Il nodo centrale era la corretta applicazione delle attenuanti generiche: nella sentenza del 2022 erano state concesse nella misura minima di un nono, mentre le difese chiedevano una riduzione massima, pari a un terzo della pena. La Corte di Appello fiorentina aveva respinto le richieste degli imputati confermando la precedente quantificazione.

“Per mantenere sanzioni il più possibile adeguate alla gravità eccezionale dei fatti, arrivati ad un accertamento definitivo, questo collegio ritiene che la diminuzione da riconoscere a ogni imputato non possa esser superiore ad un nono della pena base determinata per ciascuno degli imputati”, avevano scritto i giudici nelle motivazioni della sentenza emessa a maggio di un anno fa dalla Corte d’appello di Firenze nel processo ter. Stasera la conferma della Cassazione. Tutte le condanne riguardano il reato di disastro ferroviario colposo, l’unico sopravvissuto alla ghigliottina della prescrizione che aveva falciato anche le accuse di omicidio dopo che una sentenza della Cassazione aveva ha escluso l’aggravante della violazione delle norme sulla sicurezza sul lavoro.

“Sono indignata da questa sentenza perché profondamente ingiusta. È ingiusto per le persone che vengono travolte da questo esito, per alcuna delle quali significa aprire le porte del carcere per un reato colposo, che sicuramente è un fatto gravissimo. Un reato per il quale l’ingegnere Moretti non è colpevole.
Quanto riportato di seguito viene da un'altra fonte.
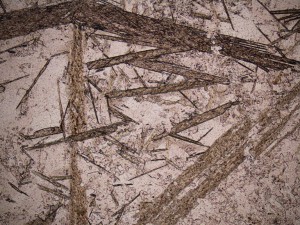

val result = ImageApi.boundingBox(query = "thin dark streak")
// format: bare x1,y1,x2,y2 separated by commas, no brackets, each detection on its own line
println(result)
16,58,52,109
8,182,29,197
128,164,168,181
179,91,198,109
87,82,100,124
222,0,234,30
133,68,147,88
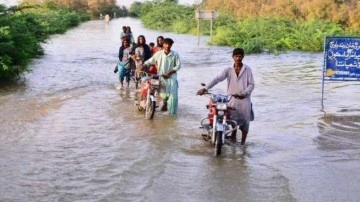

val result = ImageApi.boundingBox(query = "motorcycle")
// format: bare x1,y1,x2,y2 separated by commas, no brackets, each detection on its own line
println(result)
200,89,238,156
135,75,161,119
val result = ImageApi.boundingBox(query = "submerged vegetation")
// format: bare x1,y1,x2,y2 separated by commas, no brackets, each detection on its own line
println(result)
130,0,360,53
0,0,128,81
0,5,90,80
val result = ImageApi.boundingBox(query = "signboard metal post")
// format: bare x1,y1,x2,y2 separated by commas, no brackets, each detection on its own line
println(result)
195,10,219,45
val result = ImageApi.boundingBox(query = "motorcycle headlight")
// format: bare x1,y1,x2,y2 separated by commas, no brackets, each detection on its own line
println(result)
216,103,227,110
151,79,160,86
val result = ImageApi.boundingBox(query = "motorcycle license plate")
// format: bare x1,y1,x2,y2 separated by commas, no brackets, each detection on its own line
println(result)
216,124,224,131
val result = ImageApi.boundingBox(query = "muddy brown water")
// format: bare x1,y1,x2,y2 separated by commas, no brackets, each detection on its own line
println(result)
0,18,360,202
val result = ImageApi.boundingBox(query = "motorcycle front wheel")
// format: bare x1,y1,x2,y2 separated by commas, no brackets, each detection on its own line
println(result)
215,131,223,156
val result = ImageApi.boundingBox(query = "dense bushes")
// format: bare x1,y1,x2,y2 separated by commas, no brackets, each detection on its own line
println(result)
0,5,89,80
130,0,360,53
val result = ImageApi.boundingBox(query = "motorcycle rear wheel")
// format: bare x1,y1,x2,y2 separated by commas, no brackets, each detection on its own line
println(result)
214,131,223,156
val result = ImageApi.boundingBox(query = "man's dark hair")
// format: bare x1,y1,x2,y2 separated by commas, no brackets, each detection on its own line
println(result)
163,38,174,45
233,48,244,56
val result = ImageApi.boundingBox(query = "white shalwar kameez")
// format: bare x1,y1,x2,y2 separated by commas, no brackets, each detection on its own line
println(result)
206,64,255,124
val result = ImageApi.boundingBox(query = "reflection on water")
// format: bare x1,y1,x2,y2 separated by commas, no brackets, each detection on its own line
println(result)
0,18,360,201
317,110,360,152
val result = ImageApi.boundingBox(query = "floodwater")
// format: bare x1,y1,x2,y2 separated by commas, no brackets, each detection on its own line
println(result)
0,18,360,202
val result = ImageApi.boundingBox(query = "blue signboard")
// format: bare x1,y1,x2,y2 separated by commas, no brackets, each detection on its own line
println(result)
323,37,360,81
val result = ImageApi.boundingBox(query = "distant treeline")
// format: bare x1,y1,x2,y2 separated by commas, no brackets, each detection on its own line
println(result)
22,0,129,18
0,4,90,81
201,0,360,30
0,0,129,81
130,0,360,53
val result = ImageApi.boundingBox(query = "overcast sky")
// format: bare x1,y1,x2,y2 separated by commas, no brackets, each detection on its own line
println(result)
0,0,202,7
118,0,202,7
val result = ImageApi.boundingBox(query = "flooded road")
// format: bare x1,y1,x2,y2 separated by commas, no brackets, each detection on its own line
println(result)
0,18,360,202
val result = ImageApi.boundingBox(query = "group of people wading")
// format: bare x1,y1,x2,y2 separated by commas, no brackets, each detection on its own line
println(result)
114,26,181,115
114,26,255,145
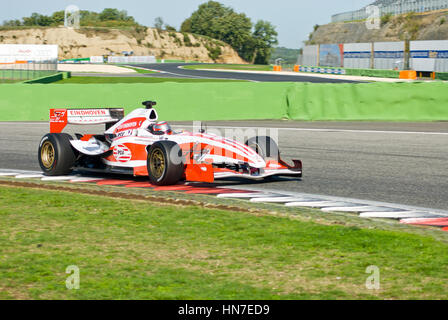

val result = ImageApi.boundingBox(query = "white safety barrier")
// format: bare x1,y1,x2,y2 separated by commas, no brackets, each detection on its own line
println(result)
409,40,448,72
108,56,157,63
373,41,405,70
0,44,58,63
344,43,372,69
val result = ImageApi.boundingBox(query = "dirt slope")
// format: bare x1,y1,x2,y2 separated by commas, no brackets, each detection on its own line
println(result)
308,10,448,44
0,27,245,63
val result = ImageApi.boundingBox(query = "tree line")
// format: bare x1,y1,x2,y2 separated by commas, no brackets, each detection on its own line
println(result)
180,1,278,64
3,8,139,27
3,1,278,64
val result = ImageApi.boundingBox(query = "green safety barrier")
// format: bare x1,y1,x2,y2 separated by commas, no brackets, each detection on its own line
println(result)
436,72,448,80
23,72,71,84
287,82,448,121
0,82,288,121
345,68,400,79
0,82,448,121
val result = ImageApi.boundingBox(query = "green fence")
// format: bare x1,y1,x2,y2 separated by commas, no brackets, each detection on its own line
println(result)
0,62,58,83
0,82,448,121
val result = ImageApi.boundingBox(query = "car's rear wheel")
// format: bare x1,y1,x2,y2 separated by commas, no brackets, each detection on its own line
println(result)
147,141,184,186
38,133,76,176
246,136,280,160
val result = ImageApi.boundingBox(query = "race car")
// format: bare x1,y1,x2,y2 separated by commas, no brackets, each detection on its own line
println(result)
38,101,302,185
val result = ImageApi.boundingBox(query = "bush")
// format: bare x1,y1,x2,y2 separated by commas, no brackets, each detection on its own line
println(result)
381,13,392,26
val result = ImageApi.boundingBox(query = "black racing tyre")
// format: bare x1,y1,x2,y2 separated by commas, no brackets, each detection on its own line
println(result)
246,136,280,160
146,141,184,186
38,133,76,176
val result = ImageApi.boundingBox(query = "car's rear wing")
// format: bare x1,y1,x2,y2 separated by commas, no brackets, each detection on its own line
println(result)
50,108,124,133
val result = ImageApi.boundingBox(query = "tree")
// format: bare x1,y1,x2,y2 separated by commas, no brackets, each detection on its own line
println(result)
165,24,177,31
99,8,121,21
154,17,165,30
253,20,278,64
180,1,277,64
180,18,192,33
181,1,252,60
51,10,65,26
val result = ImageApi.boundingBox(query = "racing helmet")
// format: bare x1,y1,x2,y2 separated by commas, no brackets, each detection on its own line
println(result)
150,121,173,135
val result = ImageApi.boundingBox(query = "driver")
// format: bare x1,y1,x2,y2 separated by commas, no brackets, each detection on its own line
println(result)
148,121,173,135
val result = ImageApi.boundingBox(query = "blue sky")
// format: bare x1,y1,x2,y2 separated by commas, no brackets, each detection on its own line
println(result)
0,0,373,48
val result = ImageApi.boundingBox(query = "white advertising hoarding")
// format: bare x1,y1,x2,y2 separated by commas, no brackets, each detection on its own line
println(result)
0,44,58,63
410,40,448,72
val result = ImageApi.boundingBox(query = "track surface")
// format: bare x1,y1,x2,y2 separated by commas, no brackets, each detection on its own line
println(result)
126,63,360,83
0,121,448,210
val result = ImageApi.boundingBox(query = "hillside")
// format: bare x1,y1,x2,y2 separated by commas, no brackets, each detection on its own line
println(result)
0,27,246,64
307,10,448,44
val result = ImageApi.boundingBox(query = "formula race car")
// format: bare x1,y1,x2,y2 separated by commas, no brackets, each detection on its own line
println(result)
38,101,302,185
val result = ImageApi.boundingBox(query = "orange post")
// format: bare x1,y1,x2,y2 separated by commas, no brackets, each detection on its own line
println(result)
399,70,417,80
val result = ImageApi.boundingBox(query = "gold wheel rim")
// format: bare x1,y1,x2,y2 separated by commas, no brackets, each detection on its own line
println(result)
149,149,165,179
40,141,54,169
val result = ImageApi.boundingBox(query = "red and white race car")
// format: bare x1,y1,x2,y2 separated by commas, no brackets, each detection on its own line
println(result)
38,101,302,185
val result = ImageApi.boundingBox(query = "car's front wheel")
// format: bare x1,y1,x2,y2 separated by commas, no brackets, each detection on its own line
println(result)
38,133,76,176
246,136,280,160
146,141,184,186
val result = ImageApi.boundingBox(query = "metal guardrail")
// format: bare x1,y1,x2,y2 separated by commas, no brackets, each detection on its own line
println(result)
331,0,448,22
0,61,58,83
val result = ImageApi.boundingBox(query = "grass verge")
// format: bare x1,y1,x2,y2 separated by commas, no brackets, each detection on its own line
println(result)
0,186,448,299
53,77,247,84
183,64,272,71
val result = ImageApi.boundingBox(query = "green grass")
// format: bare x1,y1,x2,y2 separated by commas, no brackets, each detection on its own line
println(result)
0,187,448,299
53,77,246,84
183,64,272,71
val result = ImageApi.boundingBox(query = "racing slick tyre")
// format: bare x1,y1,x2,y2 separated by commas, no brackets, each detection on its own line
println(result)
146,141,184,186
246,136,280,160
38,133,76,176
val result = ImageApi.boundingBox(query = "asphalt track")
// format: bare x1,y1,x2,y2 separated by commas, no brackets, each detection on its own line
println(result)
122,63,360,83
0,121,448,210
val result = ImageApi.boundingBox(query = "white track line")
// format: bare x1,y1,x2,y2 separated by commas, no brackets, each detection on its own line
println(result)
359,211,438,219
41,176,77,181
172,121,448,136
0,172,20,177
285,201,360,208
218,189,282,199
70,177,104,182
321,205,391,212
16,173,44,179
250,196,313,203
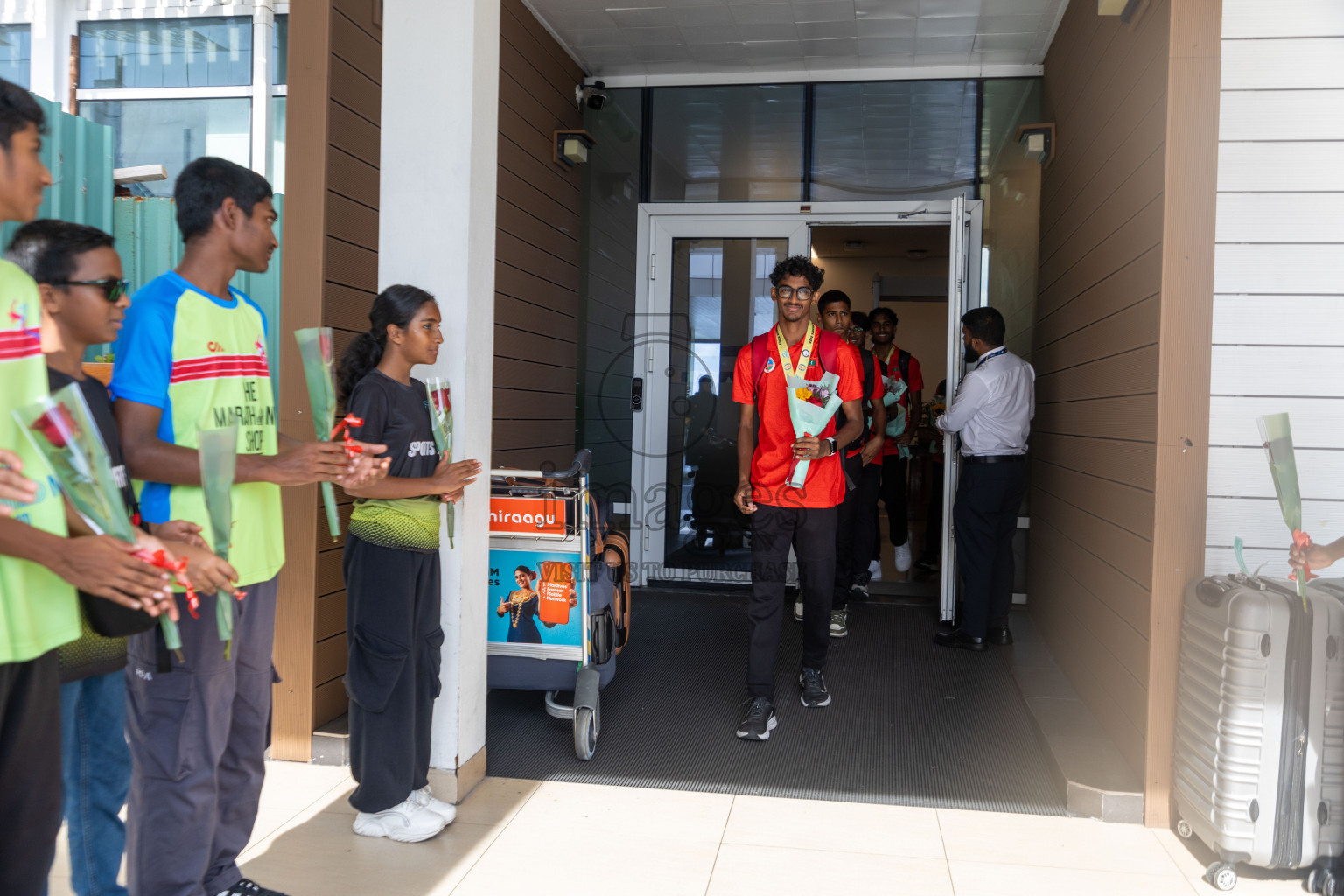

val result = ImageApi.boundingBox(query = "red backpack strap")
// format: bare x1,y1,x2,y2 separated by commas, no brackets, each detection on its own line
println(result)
752,326,774,397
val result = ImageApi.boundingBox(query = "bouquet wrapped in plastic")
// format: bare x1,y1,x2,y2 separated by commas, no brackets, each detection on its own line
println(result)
774,324,844,489
1256,414,1316,610
10,383,200,661
294,326,363,542
196,421,248,660
424,376,454,547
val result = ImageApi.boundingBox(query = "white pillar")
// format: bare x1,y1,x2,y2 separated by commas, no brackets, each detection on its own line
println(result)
251,0,276,178
28,0,75,113
378,0,500,798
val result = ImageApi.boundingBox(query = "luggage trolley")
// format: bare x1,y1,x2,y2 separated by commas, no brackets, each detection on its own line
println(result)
486,450,615,760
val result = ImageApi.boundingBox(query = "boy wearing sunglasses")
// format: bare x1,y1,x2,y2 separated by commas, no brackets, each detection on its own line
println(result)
5,219,236,896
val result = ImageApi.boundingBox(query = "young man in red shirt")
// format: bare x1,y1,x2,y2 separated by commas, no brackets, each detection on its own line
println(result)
732,256,863,740
868,308,923,572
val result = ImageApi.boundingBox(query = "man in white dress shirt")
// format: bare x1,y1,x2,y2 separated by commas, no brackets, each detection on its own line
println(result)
934,308,1036,650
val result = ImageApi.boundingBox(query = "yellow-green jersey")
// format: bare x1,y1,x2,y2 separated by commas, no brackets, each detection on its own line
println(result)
111,271,285,585
0,261,80,662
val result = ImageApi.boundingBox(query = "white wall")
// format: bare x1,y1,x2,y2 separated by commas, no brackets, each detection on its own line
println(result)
378,0,500,770
1206,0,1344,577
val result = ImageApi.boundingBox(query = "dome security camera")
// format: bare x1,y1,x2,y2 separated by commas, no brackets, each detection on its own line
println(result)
574,80,607,111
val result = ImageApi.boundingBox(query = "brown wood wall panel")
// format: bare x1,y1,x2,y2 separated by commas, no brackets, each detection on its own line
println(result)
1031,435,1156,492
1035,252,1163,351
271,0,382,761
1031,296,1161,376
326,100,381,168
313,592,346,640
492,0,584,467
326,146,378,208
313,632,348,685
1031,395,1157,444
494,261,579,317
331,56,383,121
1028,0,1171,774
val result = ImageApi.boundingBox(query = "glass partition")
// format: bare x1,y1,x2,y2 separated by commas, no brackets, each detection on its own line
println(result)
80,16,253,88
649,85,807,201
812,80,976,201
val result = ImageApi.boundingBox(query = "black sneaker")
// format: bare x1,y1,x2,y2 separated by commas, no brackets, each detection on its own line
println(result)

Devo dirlo – ma non lo dice il suo avvocato – ma lo dicono le carte”, ha detto la legale di Moretti, Ambra Giovene.

“Sarà un anniversario diverso, totalmente diverso, anche perché è chiaro che adesso è posta la parola fine. Sono state accertate le responsabilità e sono stati condannati i responsabili”, ha detto Marco Piagentini, uno dei familiari delle vittime, dopo la sentenza. “Siamo orgogliosi di aver fatto un percorso di presenza come parti civili, di aver messo a disposizione i nostri avvocati, i periti per potere far emergere la verità”.

Finisce così la lunga e tortuosa vicenda giudiziaria di uno dei più gravi incidenti ferroviari nella storia d’Italia. La notte del 29 giugno 2009, a Viareggio, persero la vita 32 persone e oltre un centinaio rimasero ferite, alcune sfigurate a vita, a causa del deragliamento alle 23.48 circa del treno merci numero 50325, proveniente da Trecate e diretto a Gricignano, in transito nella stazione viareggina a circa 90 chilometri orari.

Quattro dei quattordici vagoni cisterna, carichi di Gpl, si ribaltarono e uno si squarciò facendo fuoriuscire una grossa quantità di gas. La nube si diffuse rapidamente nell’aria raggiungendo le case vicine e le linee elettriche, dove avvenne l’innesco che generò una violenta esplosione seguita da un imponente incendio che avvolse rapidamente la zona della stazione, in particolare via Ponchielli e via Burlamacchi. Il fuoco investì le abitazioni circostanti, le persone che vi si trovavano all’interno o che transitavano nella zona. Morirono in 32, oltre cento persone rimasero ferite.